Locomotive Publishing Company
The Locomotive Publishing Company was established in 1900, and was probably the first organisation to make railway photographs commercially available. The LPC had sprung from the 'F Moore' trading company founded by two railway enthusiasts apprenticed to the Great Eastern Railway, A and A R Morton Bell. In 1896, joined by a third brother, W J Bell, they had commenced publication of the first popular railway periodical, Moore's Monthly Magazine, which soon changed its name to the 'Locomotive'. It drew on an archive of railway images the brothers had acquired from the steadily growing band of railway photographers, and the LPC successfully marketed these 'F Moore' photographs to a new phenomenon, groups of railway collectors and enthusiasts. The business expanded during the first decades of the twentieth century, with increasing numbers of photographers supplying negatives to the LPC or placing them on loan for copying. The LPC also used some official photographs and commissioned work, including images taken by W J Bell.
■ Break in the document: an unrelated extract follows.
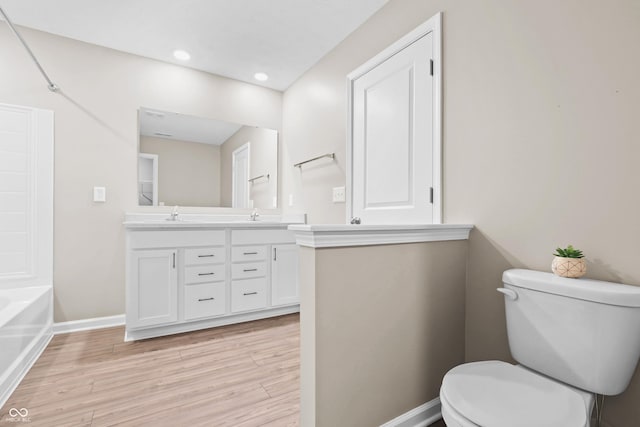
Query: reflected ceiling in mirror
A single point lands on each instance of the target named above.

LPC initially issued its photographs as 10 x 8 and 8½ x 6½ ins prints or as 'cartes de visites' but in the early years of the twentieth century the company became involved in the new postcard-collecting hobby and sold large quantities of these cards. They included 'painted photographs' and copies of paintings by John Rudd, who signed himself 'F Moore', and both printed and genuine versions of photographs.
Having survived bombing during the Second World War at its home in Amen Corner, London and a subsequent move to Horseferry Road, the company was sold in 1951 to the publisher Ian Allan. In 1992 the archive, together with its associated rights, was acquired by the National Railway Museum, with the assistance of the National Heritage Memorial Fund.